Sunday, April 14, 2013

Day 11 - Barely Surviving

Day 11 - So sleep deprived.  Nathan slept in the bedroom last night with me and took a turn with David in the middle of the night.  I don't know why..but for some reason David thinks that he is supposed to stay awake for two hours in the middle of every night.  Yesterday as I was losing my mind a bit my sweet husband sat by me and told me that this part doesn't last very long.  It's funny.  I think he remembers postpartum better than I do.  Today I am still tired...but not so unstable.  :)  Three more days and I go back to work.  It was too short.  However, school gets out in 6 weeks and then I have requested part time for next year.  Until then, we will muddle through and hopefully find some sense of normalcy. 

David is cute as ever.  Still just a tiny little guy and sleepy all day.  I guess that is good news for my triumphant return to work.  No huge milestones to speak of...unless you count finally lowering his bilirubin enough to get rid of those Darn bili lights.  He is also getting trained to sleep in his own bed, which is good and one step closer to having a husband back.  Though, really, until we have a bedroom for David, Nate will probably spend time on the couch.  Poor guy.
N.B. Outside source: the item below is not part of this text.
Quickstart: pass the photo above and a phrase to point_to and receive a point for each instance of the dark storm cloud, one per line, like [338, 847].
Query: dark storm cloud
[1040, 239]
Nate came home from church today and told me their lesson was on trials.  I teased about the small trial we are going through in adjusting to a baby in the house.  He smiled, but then said, in the end he really had nothing to add to the lesson.  He goes to class with men that have been through much more life then we have.  They have lost children, suffered illnesses, lost a home to a fire.  What have Nathan and I seen of trouble.  I am thankful that Heavenly Father sees fit to go easy on us for now.   And, even with how small and insignificant it is to go through this...I know Heavenly Father will somehow make Nate and I equal to the task in front of us.  Thus, eliminating it as a trial at all.  It is really just a time of growth.  Time when I have thought a lot about each one of my children and what I need to do for them.  Time when I turn to prayer more often and begin to find some roots that I have too long neglected.  Lack of sleep and a need to have someone get me through each day is good for me.